Banks DIH Salesmen park trucks and protest over commission rate

Banks DIH Salesmen park trucks and protest over commission rate

More than 50 drivers and salesmen from local conglomerate, Banks DIH Limited, parked their trucks in protest today, over the company’s commission package for sales.

The workers have accused the company of repeatedly failing to offer them a “reasonable” commission on their monthly sales.

As they stood outside of the new Banks DIH’s multi-million dollar parking facility at Thirst Park, the protesting workers explained that in order for them to receive a commission on their sales, they must achieve 65% or more of the sales target. Once they are unable to meet that target, no commission is paid.

One of the protesting workers, Joel Sam, said due to the current system, many workers within the sales department would work tirelessly and still be unable to receive a commission on their sales.

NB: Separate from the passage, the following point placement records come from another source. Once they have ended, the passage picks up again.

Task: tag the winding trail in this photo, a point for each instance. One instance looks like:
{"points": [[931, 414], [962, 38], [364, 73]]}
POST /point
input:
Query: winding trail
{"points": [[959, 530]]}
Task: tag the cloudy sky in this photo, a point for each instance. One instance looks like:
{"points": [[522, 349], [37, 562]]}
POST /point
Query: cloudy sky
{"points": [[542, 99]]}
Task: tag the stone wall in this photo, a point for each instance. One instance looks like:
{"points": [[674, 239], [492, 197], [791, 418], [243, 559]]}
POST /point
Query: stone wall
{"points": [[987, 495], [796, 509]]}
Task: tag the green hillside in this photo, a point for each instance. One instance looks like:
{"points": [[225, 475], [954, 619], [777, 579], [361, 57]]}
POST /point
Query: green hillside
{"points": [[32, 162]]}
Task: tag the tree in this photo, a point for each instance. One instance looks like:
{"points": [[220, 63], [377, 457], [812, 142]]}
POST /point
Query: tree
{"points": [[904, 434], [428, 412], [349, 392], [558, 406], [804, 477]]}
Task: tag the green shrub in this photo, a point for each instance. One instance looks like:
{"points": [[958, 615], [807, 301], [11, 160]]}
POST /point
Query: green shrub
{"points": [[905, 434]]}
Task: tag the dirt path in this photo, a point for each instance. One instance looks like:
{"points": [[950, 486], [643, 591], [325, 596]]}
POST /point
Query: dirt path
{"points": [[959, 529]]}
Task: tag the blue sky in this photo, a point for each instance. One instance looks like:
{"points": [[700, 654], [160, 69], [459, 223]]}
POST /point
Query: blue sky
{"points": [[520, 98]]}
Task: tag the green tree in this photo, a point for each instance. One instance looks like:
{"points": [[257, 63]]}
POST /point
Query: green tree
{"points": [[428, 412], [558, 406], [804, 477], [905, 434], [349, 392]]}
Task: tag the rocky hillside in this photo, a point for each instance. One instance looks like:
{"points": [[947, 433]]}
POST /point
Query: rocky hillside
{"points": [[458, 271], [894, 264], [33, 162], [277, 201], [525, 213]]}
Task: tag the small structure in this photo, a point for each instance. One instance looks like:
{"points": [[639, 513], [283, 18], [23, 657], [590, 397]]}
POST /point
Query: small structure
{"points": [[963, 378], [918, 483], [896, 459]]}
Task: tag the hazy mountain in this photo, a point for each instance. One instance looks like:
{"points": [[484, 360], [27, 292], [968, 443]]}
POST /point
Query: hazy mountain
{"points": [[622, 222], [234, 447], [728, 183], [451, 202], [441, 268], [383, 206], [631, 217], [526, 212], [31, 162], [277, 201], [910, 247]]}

“If, you sell 64%, the whole 64% gone down the drain, you ain’t getting no money for that, and that’s our problem, we working, and we ain’t getting pay for we work”, he complained.

Sam said the workers want the current sales commission system to be scrapped. He said back in September, the company agreed to look into the concerns of the workers, but there was no movement in the area.

Another worker, Henry Almond said under the current system, he often goes home with just his basic fortnight salary of $36,000.

The workers are proposing that they be paid $15 per every regular case sold, and $12 or $10 on every plastic case of beverage sold.

“Basically, what we are looking for is a better wage and salary because at the moment, the wage that we are having, it isn’t appropriate, and we try to meet wit the union to discuss the increase in our salaries. At the moment, the company giving us 75%, that’s after they have completed their 65%. So, what they are saying, how long, we ain’t complete 65%, we will only get paid for 75% up. But what we are looking for, is to get paid on every case,” Mark Fraser explained. 

Fraser said their request is a reasonable one, and they are more than willing to strike a compromise but the company must clearly indicate how much money they will be paid per case. 

“As it is right now, the sales team, we have decided, if the Chairman decides to come and speak with us, give us a figure, that is what we are looking for, a figure. If they give us a $10 or $11 a case, we will work. We are not saying we don’t want to work but we will work based on a figure. But we can’t work, if we don’t know what we are working for,” Fraser explained. 

Another worker, Steve Dey said it is a “bread and butter issue”, explaining that with the current salary, the workers are unable to adequately provide for their families. Like Fraser, he said the workers are willing to meet with the Executives of the company to determine a suitable commission. 

“This sales team is actually the bread basket for that whole organization because at the end of the day if these trucks don’t work, basically money don’t go into this company. Every truck that down right now, have an ‘x’ amount of money that goes into the company, and we are the ones who have to go and do it, and the salary is not appropriate. What we are asking for is $10 per case or $12 a case on plastic and $13-$15 a case on the hard case or the returnables, once they could reach us half way or we can work out something, we are willing to cooperate, we are willing to go to work,” Dey said. 

The workers said the company has asked for more time, and they hoping that the issue can be addressed by Friday. Until then, they have vowed not to work. 

Efforts to get a comment from the company were unsuccessful, with company officials saying they will offer no comment at this time.

At its recent Annual General Meeting,  it was announced that the company recorded after tax profits of $8.9 Billon, representing an increase in profits by 6.8% last year.